RSI Relative Strength Index (RSI) was first used in futures trading. Later, it was found that using this index to guide stock market investment was also very effective, and the characteristics of this index were constantly summarized. Now, RSI has become one of the most widely used technical indicators for investors. According to the general principle of investment, investors' buying and selling behavior is a reflection of the comprehensive results of various factors, and the change of the market ultimately depends on the relationship between supply and demand, while the RSI index is based on the principle of balance between supply and demand, by measuring the total range of stock price rise in a certain period.

The percentage of the average value of the total range of price changes is used to evaluate the strength of long and short forces, and then the specific operation is prompted. On the surface, the application rules of RSI are complicated, including the judgment principles of intersection, value, shape and deviation. However, because RSI contains the judgment methods of almost all commonly used indicators, it will be helpful for investors to understand and apply other technical indicators if they can fully grasp the application rules of RSI.

Regarding the use of RSI, we should first observe the positional relationship between two or more curves with different parameters.

The RSI curves with different parameters are used in exactly the same way as the moving average. If the short-term RSI curve with smaller parameters is above the long-term RSI curve with larger parameters, then the current market is a bull market. On the contrary, it is a short market. Because the larger the parameters, the larger the time range of RSI calculation, so the conclusion will be more reliable. But like EMA system, we can't avoid the shortcoming of slow response, so we should pay attention to it during use.

Secondly, judge the operation direction according to the RSI value.

The RSI value divides the range from 0 to 100 into four regions: extremely weak, weak, strong and extremely strong.
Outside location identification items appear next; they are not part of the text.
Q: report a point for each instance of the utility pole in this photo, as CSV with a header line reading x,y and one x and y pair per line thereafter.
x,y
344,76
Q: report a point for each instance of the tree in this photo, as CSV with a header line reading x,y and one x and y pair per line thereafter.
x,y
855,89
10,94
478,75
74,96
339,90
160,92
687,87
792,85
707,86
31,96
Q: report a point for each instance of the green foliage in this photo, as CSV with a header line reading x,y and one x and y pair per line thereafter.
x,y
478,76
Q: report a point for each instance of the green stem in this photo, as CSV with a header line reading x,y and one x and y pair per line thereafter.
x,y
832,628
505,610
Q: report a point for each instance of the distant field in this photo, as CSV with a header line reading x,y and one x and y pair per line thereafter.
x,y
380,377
The dividing line between "strong" and "weak" is 50, but the boundaries between "extremely weak" and "strong" and "extremely strong" will change with the change of RSI parameters. The division of regions is different with different parameters. Generally speaking, the larger the parameter, the closer the dividing line is to the center line 50 and the farther it is from l00 and 0. However, it should generally be in the range of15,30 to 70,85. If the RSI value exceeds 50, it means that the market has entered a strong market and can consider buying. However, if it continues to enter the "extremely strong" area, it is necessary to consider the extremes meet and prepare to sell. Similarly, if the RSI value is below 50, if it enters the "extremely weak" area, it means that it is oversold and should wait for an opportunity to buy.
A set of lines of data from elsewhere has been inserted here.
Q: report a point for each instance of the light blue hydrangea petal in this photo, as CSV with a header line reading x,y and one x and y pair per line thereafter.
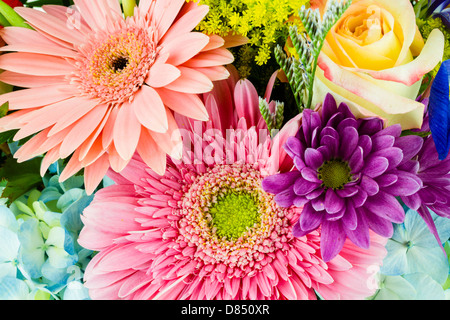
x,y
8,219
30,235
13,289
32,261
70,218
50,194
395,288
9,245
7,269
400,234
76,291
52,219
56,237
59,258
58,276
107,181
72,183
426,287
395,262
430,261
70,197
416,228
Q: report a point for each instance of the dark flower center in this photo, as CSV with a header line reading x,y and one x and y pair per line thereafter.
x,y
119,64
334,174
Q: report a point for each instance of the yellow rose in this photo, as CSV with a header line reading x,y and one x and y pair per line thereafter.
x,y
374,59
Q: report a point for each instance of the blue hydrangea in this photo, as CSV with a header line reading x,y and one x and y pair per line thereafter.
x,y
40,257
416,268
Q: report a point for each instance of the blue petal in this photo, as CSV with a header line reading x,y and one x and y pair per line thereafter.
x,y
426,287
439,110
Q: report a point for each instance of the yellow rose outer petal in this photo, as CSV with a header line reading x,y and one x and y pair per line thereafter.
x,y
364,98
413,71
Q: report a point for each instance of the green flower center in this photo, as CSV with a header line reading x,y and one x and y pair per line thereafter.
x,y
233,214
334,174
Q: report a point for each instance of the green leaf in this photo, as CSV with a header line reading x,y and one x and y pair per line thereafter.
x,y
12,16
20,177
300,68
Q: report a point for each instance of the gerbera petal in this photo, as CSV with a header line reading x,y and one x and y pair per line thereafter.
x,y
35,97
149,110
127,130
151,154
191,107
82,130
29,81
51,25
161,74
186,22
191,43
332,239
35,64
280,182
165,13
310,219
94,173
211,58
170,141
191,81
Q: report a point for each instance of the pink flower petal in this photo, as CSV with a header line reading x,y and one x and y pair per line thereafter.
x,y
151,154
81,130
161,74
149,109
189,105
35,97
35,64
127,130
192,43
165,13
29,81
187,22
94,173
191,81
51,25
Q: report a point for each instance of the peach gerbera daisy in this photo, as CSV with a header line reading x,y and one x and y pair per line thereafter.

Thirdly, the shape of RSI curve is analyzed.

When RSI curve forms head-shoulder top shape or multiple top (bottom) shape in high or low position, trading operation can be considered. The farther these patterns appear from the 50-axis, the higher the reliability of the signal and the less likely to make mistakes. All conventional K-line morphological analysis methods are suitable for the analysis of RSI curves. For example, the trend line on the K-line chart can also be used on RSI. The high and low points of RSI curve in rising and falling can be connected into a trend line, which also plays the role of support and pressure line. Once it is broken, you can refer to the K-line analysis method to judge whether the previous trend is over.

Finally, judging the market from the deviation between RSI and stock price. Among all kinds of methods to judge RSI, the deviation between RSI and stock price is the most reliable method to judge the market. In the process of stock price rising, if RSI is at a high level, but it does not follow the stock price to form a higher high point, this shows that the stock price may have entered the final stage, and the top deviation is a relatively clear selling signal. The opposite of this situation is the bottom deviation. The RSI low level slowly rose. Although the stock price is still falling, RSI is no longer hitting a new low. At this time, it means that the decline has come to an end, and you can consider opening a position at an appropriate time.